The most obvious change is the addition of denser 64B/66B and 64B/80B coding schemes; these methods are far more efficient in symbol coding. 64B/66B has only a 3.125% coding overhead versus the 20% overhead on 8B/10B. The downside is that it initially takes longer to encode due to the longer symbol length, which will result in a certain coding latency since most data converters provide 8 to 16 bits of data per sample.

For 8B/10B, not much has changed from the B revision. Subclass 0, 1 and 2 are all supported. As a refresher, subclass 0 is the A revision’s backward-compatibly mode, used for the lowest possible link delay without deterministic latency. Subclasses 1 and 2 establish deterministic channel latency and multi-device phase alignment. The transport still uses the SYNC interface and initial lane alignment sequence (ILAS) to establish both data alignment and channel latency.

The 64B/66B and 64B/80B coding standards used in JESD204C are a bit more complicated and no longer use the ILAS and SYNC interface to establish proper frame alignment. Instead, these modes use a SYNC header embedded as the first 2 bits of every frame, which are concatenated into a 32-bit SYNC message. Every run of 66 bits starts with the sync header symbol (2 bits – 01 or 10 are valid sync symbols, 00 and 11 are illegal values) encoded into the SYNC header stream. This stream always contains a pilot signal used for sync alignment to the 66-bit frame. Multiple frames form blocks, and groups of blocks form extended multi-blocks. Once the receiver identities where in the stream the SYNC resides, it then moves on to identify where the frames are aligned by using the last frame indicator in the stream to sync to the frame boundaries.

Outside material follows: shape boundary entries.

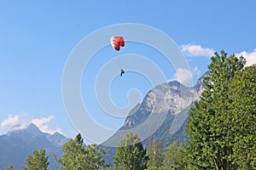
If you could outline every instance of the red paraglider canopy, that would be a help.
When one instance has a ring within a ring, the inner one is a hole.
[[[110,42],[113,47],[117,51],[120,50],[120,47],[125,46],[125,40],[124,37],[121,36],[113,36],[110,37]]]

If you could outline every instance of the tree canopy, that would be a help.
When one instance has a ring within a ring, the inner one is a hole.
[[[242,148],[256,152],[255,139],[253,141],[256,100],[252,96],[255,94],[255,65],[244,69],[242,57],[227,57],[224,51],[214,54],[204,78],[206,89],[189,112],[190,140],[186,153],[191,169],[237,169],[241,167],[238,160],[247,157]],[[241,140],[247,142],[241,144]],[[241,156],[236,156],[238,150]],[[250,165],[254,162],[243,161]]]
[[[129,132],[118,144],[114,156],[114,168],[117,170],[143,170],[147,167],[147,150],[137,133]]]

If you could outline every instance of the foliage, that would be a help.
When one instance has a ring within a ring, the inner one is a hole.
[[[255,73],[251,70],[246,73],[248,69],[243,70],[244,65],[242,57],[232,54],[228,58],[224,51],[212,57],[209,75],[204,79],[206,90],[189,112],[190,141],[186,146],[186,159],[191,169],[237,169],[238,160],[250,165],[255,162],[250,159],[253,155],[249,156],[255,153],[256,99],[252,96],[255,94],[255,82],[252,82]],[[251,77],[241,79],[243,74]],[[242,88],[246,81],[252,87]],[[242,150],[247,147],[247,151]],[[245,160],[248,156],[249,161]]]
[[[180,169],[185,168],[184,162],[184,148],[179,146],[177,141],[171,144],[165,151],[165,167],[167,169]]]
[[[63,156],[56,158],[63,170],[82,169],[102,169],[107,167],[102,160],[105,150],[96,144],[87,145],[83,144],[81,134],[78,134],[74,139],[70,139],[62,147]]]
[[[41,149],[40,152],[38,150],[33,151],[34,156],[29,155],[26,158],[26,163],[29,170],[46,170],[48,169],[49,162],[48,156],[45,156],[45,150]],[[22,167],[22,169],[27,169]]]
[[[159,168],[163,166],[164,156],[162,144],[158,142],[156,138],[154,138],[147,149],[148,162],[147,164],[148,169],[153,167]]]
[[[114,167],[117,170],[143,170],[147,167],[148,157],[141,139],[137,133],[126,133],[118,145],[114,156]]]
[[[12,170],[14,169],[14,167],[12,165],[8,166],[5,170]]]
[[[233,134],[233,154],[229,156],[237,169],[256,169],[256,65],[246,67],[230,83],[232,104],[230,119],[236,125]]]

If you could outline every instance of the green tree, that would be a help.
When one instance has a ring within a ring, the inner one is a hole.
[[[108,166],[102,160],[103,149],[98,148],[96,144],[85,146],[83,144],[81,134],[78,134],[74,139],[70,139],[63,144],[63,156],[55,159],[61,163],[61,169],[63,170],[83,170],[83,169],[102,169]]]
[[[230,84],[236,74],[242,71],[245,60],[234,54],[227,57],[221,51],[212,57],[209,75],[204,78],[205,91],[195,104],[187,132],[190,140],[187,144],[187,161],[191,169],[236,169],[229,157],[233,154],[234,134],[230,122],[232,100]]]
[[[184,162],[184,148],[179,146],[177,141],[171,144],[165,151],[165,167],[166,169],[183,170],[186,167]]]
[[[12,165],[8,166],[8,167],[5,168],[5,170],[12,170],[14,169],[14,167]]]
[[[157,169],[163,166],[164,155],[162,144],[158,142],[156,138],[154,138],[153,141],[150,142],[147,151],[149,159],[147,164],[148,169]]]
[[[113,157],[114,167],[117,170],[143,170],[146,169],[148,157],[141,139],[137,133],[129,132],[118,144],[116,155]]]
[[[256,65],[236,74],[230,89],[230,123],[236,126],[230,128],[234,147],[229,158],[237,169],[256,169]]]
[[[47,170],[49,166],[48,156],[45,156],[45,150],[41,149],[40,152],[37,150],[33,151],[34,156],[29,155],[26,163],[29,170]],[[22,167],[22,169],[27,169]]]

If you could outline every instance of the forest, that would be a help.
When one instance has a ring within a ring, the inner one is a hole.
[[[204,78],[201,99],[189,111],[186,133],[189,141],[166,148],[154,138],[144,147],[138,135],[126,133],[113,162],[106,164],[106,150],[84,144],[79,133],[67,142],[57,157],[61,170],[256,169],[256,65],[224,51],[215,53]],[[22,169],[46,170],[45,150],[34,150]],[[12,169],[10,165],[6,169]]]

Beyond the coding, there are several new classes of data transmitters and receivers that help the transmission speed and lower the interface power. These classes are shown in Table 3-1.

The three new revision C classes allow device manufacturers to provide driver/receiver pairs that have varying amounts of signal integrity processing to reduce power in shorter channels. For example, the C-S class requires that the receiver’s continuous time linear equalizer (CTLE) have only 6 dB of gain and no decision feedback equalization (DFE). Class C-R, however, requires that the CTLE have a minimum of 12 dB of gain and a 14-tap DFE. So manufacturers can provide modes that support all classes and give designers the flexibility to choose the best mode for the channel.

In addition to using SYSREF in subclass 1 for phase alignment, the latest revision introduces a new signal called MULTIREF. Unlike the SYSREF signal, which originates in clocking devices, MULTIREF is an output from the data converter and is fed to the SYSREF input of the next data converter. Because the signal originates from the data converter, it may be difficult to meet the setup and hold times of some devices. Where applicable, however, the MULTIREF signal can greatly simplify the clocking of multiple converters where frame alignment is required but deterministic latency is not.

Table 3-2 lists the most significant differences between the two standards. Higher data rates are a significant difference; to better support them, there are two new coding schemes. The methods for synchronization vary by these coding schemes, and there is some additional complexity to this process.